If we can get rid of superstition then we're going to ask ourselves questions about how we relate to each other as human beings. How do we treat each other? What does it mean to be in love? What does it mean to communicate? Who are we? And to me that's the essential question that's always been in science fiction. A lot of science fiction stories are - at their very best - evocations of that question.
When we look up at the night sky and wonder, "Is there anyone else out there?" we're also asking who we are we in relation to them. When we go into the past, go into the future, when we postulate alternate kinds of human beings we're asking what's the core of humanity. If we could grow gills so we could breathe underwater, would we still be human? Well, our bodies wouldn't be human as we define humanity [now] but would our souls be human? To me science fiction has always been about that question.
All for charity
Could you tell us about the charity work you're doing?
I got tired to going to conventions that were all the same. I thought. "I keep getting invited to conventions, I've got to do something to make the convention worthwhile."

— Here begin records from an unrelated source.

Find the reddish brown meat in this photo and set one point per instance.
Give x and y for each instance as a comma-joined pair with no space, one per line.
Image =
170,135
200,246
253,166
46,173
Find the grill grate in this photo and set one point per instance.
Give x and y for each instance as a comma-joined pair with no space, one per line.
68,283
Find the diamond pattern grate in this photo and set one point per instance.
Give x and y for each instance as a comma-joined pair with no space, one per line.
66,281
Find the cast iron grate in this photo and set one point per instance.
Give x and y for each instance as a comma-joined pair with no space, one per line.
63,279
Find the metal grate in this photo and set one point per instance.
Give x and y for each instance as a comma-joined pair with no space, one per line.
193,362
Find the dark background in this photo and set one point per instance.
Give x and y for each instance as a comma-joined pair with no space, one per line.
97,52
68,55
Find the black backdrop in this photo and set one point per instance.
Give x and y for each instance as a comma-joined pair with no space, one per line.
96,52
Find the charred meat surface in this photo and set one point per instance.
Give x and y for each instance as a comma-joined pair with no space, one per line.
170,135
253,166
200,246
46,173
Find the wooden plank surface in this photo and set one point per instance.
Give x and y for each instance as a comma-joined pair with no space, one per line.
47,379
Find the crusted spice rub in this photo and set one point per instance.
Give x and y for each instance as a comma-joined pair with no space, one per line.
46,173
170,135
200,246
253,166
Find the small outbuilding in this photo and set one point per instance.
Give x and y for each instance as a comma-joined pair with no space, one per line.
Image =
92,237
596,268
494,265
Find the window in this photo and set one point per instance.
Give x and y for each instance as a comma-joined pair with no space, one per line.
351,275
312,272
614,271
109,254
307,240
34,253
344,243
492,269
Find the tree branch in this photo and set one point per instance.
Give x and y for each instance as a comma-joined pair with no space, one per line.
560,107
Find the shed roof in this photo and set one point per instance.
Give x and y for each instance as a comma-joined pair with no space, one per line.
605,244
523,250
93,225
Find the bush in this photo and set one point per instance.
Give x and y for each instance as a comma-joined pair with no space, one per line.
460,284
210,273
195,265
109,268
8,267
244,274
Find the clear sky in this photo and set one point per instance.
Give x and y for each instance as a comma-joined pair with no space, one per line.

Celeste Holm carries this little purse with her and any time someone asks for an autographs she asks for a dollar and it goes to the Heart Association I believe. I heard about that, and thought, "That's a great idea."
I started carrying around a jar and the money was going to the AIDS project in Los Angeles. Other charities have [also] been the beneficiaries of this, right now it's the Science Fiction Writer's Emergency Medical Fund, and there will be other charities in the future.
I went to a lot more conventions, holding auctions and asking people for money and I got real good at asking people for money without feeling guilty about it. I liked it so now I go to conventions and the idea is - I have this game I play, how much money can I raise. Oh, let's see, there's three hundred people at this convention, okay I'm going to raise three hundred dollars, or if there's ten thousand people at this convention, I'm going to go for ten thousand dollars.
The idea is to see how much money I can raise for whatever charity I'm working on at the time. It's just a fun game to play.
Furry door-openers
Do you ever get annoyed that people just think of you as the tribble man?
No. You cannot believe how many doors the tribbles have opened for me. I've gotten into the Houston Space Centre and NASA and JPL (the Jet Propulsion Laboratory) and just every studio I can get into [by saying], "I'm the guy who wrote the tribbles", "Oh, come on in!" So I don't mind, it's a great door-opener and I've dined out on it for 35 years.
What I wish is that people would look beyond the tribbles and see I've written some other books that I really would like people to notice. There's The Man Who Folded Himself, there's The Martian Child, which is about my son and the adoption. There's The War Against The Chtorr, which is my magnum opus, my great epic story. So there's so much other stuff I've done.
Yes, I'd like people to read those books but I don't mind it, it's fun, and I live in hope that somebody will tell me a tribble joke I haven't already heard.
Oh, tell us a tribble joke.
A tribble joke, okay. Well, the tribble limerick I wrote is:
Since I first wrote that damn script for Gene
and the electrical picture machine
Tribbles have chased their creator
From here to Decatur
Nobody knows of the tribbles I've seen.